David hated his birthday cake too. She's so pretty! I know the feeling about having them get poked over and over again for labs. What I've learned to do is call ahead and have an NICU nurse waiting for us - they know how to stick the itty bitty veins :) I hope all is well.

V said...

Hi. Kaitlyn is really lovely. It must be very hard, not getting smiles from her. We were very lucky that my daughter smiled a lot. She was behind tho', in many other areas like rolling over, sitting and eating(luckily she drank though).

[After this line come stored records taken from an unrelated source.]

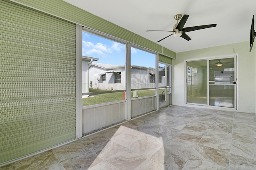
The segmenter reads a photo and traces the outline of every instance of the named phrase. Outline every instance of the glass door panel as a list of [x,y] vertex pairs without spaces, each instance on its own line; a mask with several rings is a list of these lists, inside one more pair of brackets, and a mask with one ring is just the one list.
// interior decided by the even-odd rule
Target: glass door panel
[[209,60],[209,105],[235,108],[234,58]]
[[207,60],[187,62],[187,103],[207,104]]

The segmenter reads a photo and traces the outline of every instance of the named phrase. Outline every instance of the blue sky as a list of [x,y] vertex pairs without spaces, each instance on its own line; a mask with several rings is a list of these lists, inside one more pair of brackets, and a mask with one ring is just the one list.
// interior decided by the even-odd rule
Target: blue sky
[[[115,41],[83,32],[83,55],[99,59],[96,63],[124,65],[125,46]],[[155,67],[155,55],[132,47],[132,65]]]

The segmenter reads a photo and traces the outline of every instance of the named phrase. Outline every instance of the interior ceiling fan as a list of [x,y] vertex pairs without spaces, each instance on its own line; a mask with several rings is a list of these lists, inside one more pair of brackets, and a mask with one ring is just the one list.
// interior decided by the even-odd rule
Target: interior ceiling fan
[[[205,28],[210,28],[211,27],[214,27],[217,25],[216,24],[210,24],[210,25],[204,25],[195,26],[194,27],[187,27],[186,28],[184,28],[184,25],[186,23],[186,22],[189,16],[189,15],[185,14],[183,16],[183,17],[181,18],[182,15],[182,14],[177,14],[175,15],[174,16],[174,19],[177,20],[177,23],[173,26],[173,31],[165,31],[165,30],[147,30],[147,31],[168,31],[168,32],[173,32],[173,33],[170,35],[165,37],[162,39],[161,39],[160,40],[157,41],[159,42],[162,40],[165,39],[166,38],[170,37],[170,36],[173,35],[174,37],[181,37],[184,39],[186,39],[187,41],[189,41],[191,39],[186,34],[186,32],[192,31],[196,31],[198,29],[204,29]],[[179,20],[180,20],[180,22],[179,22]]]
[[224,64],[224,65],[229,64],[230,64],[231,63],[231,62],[222,63],[221,61],[221,60],[218,60],[218,62],[217,63],[214,63],[214,64],[211,64],[210,65],[214,65],[214,66],[221,66],[223,64]]

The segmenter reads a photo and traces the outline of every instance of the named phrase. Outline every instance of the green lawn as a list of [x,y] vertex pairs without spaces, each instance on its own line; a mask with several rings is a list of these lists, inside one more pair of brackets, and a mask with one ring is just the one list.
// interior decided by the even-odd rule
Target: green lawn
[[[159,90],[159,94],[162,94],[163,90]],[[89,92],[97,92],[104,91],[105,90],[98,89],[90,89]],[[138,92],[138,97],[146,96],[155,95],[155,90],[139,90]],[[131,92],[131,98],[133,98],[133,92]],[[105,93],[93,95],[86,98],[83,98],[83,106],[93,105],[94,104],[100,104],[101,103],[107,103],[111,102],[117,101],[124,100],[123,98],[123,92],[117,92],[115,93]]]

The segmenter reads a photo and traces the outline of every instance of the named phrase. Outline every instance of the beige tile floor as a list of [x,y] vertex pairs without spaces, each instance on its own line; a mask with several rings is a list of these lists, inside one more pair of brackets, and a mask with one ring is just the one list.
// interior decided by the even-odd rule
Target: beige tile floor
[[172,106],[0,170],[256,169],[256,121]]

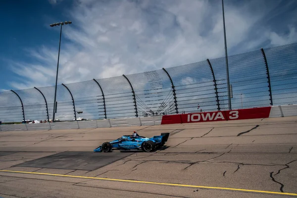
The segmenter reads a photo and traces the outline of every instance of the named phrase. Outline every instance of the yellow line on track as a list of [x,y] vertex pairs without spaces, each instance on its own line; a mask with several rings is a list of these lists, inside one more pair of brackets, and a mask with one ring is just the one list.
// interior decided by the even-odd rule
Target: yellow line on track
[[24,171],[16,171],[7,170],[0,170],[0,172],[11,172],[11,173],[17,173],[32,174],[35,174],[35,175],[50,175],[50,176],[52,176],[67,177],[72,177],[72,178],[75,178],[93,179],[101,180],[114,181],[116,181],[116,182],[132,182],[132,183],[141,183],[141,184],[155,184],[155,185],[158,185],[173,186],[177,186],[177,187],[181,187],[197,188],[203,188],[203,189],[207,189],[226,190],[233,191],[241,191],[242,192],[266,193],[266,194],[276,194],[276,195],[290,195],[290,196],[297,196],[297,194],[296,194],[296,193],[281,193],[281,192],[272,192],[272,191],[258,191],[258,190],[247,190],[247,189],[233,189],[233,188],[230,188],[214,187],[209,187],[209,186],[188,185],[185,185],[185,184],[151,182],[146,182],[146,181],[134,181],[134,180],[123,180],[123,179],[118,179],[102,178],[99,178],[99,177],[77,176],[74,176],[74,175],[59,175],[59,174],[57,174],[43,173],[37,173],[37,172],[24,172]]

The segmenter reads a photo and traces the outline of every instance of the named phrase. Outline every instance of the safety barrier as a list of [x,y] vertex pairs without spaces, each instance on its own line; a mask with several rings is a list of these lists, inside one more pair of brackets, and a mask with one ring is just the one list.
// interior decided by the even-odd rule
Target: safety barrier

We also had a bad experience or 2 with drawing blood. They could never find her veins and once the paed said I must tell them to wait for her to come down and draw the blood but of course the sister knew better and insisted on doing it herself. Then she battled, went from one arm to the other, stuck the needle in twice and eventually after she had her blood, looked at the form and realized she did not have enough. So then they tried to just prick her foot and squeeze the blood from there which also did not work so they had to try the arm again. I tell you, I was livid. After that I always insisted the doctor did it.

Michelle Fuller said...

Hi. I have a daughter who was born at 26 weeks. I haven't read all of your blog, but it looks like they have lots of the preemie basics in common. My daughter Alicia spent one month on a vent, another on CPAP, came home on O2, had PDA ligation. . . She was born 710g. My daughter also has issues with reflux, but compared to Kaitlyn, Alicia's reflux might as well be a burp. We do give her Prevacid and I also use pressure points on her. I go back and forth about whether I believe they are helpful, but I wanted to let you know where they are. One is right below her sternum, right at the top of her belly. You can push downward gently. Just a few times. The other is top few inches of her spine. Work your fingers up and down her spine, one finger on each side. These points can be worked before and after a feeding and any time it occurs to you. I'm thinking Kaitlyn is probably too sensitive to have her tummy touched at all after she's been fed, but as the mom, you'll know what touch isn't helpful.

I have friends who see various naturalpaths. I've practiced that type of medicine in my own life for a few years now, but I still go back and forth about it. When my friends tell me about anything new, I'm surprised at my reaction. As much as I'd like to follow their advice, I find myself dreading the very idea of one more doctor's appointment, one new thing to think about, one new thing to hope in that will probably disapoint me. So please just ignore this if it's not a helpful idea and just hear it as another preemie mom saying, "This is hard. I'd do anything to fix it for you if I could."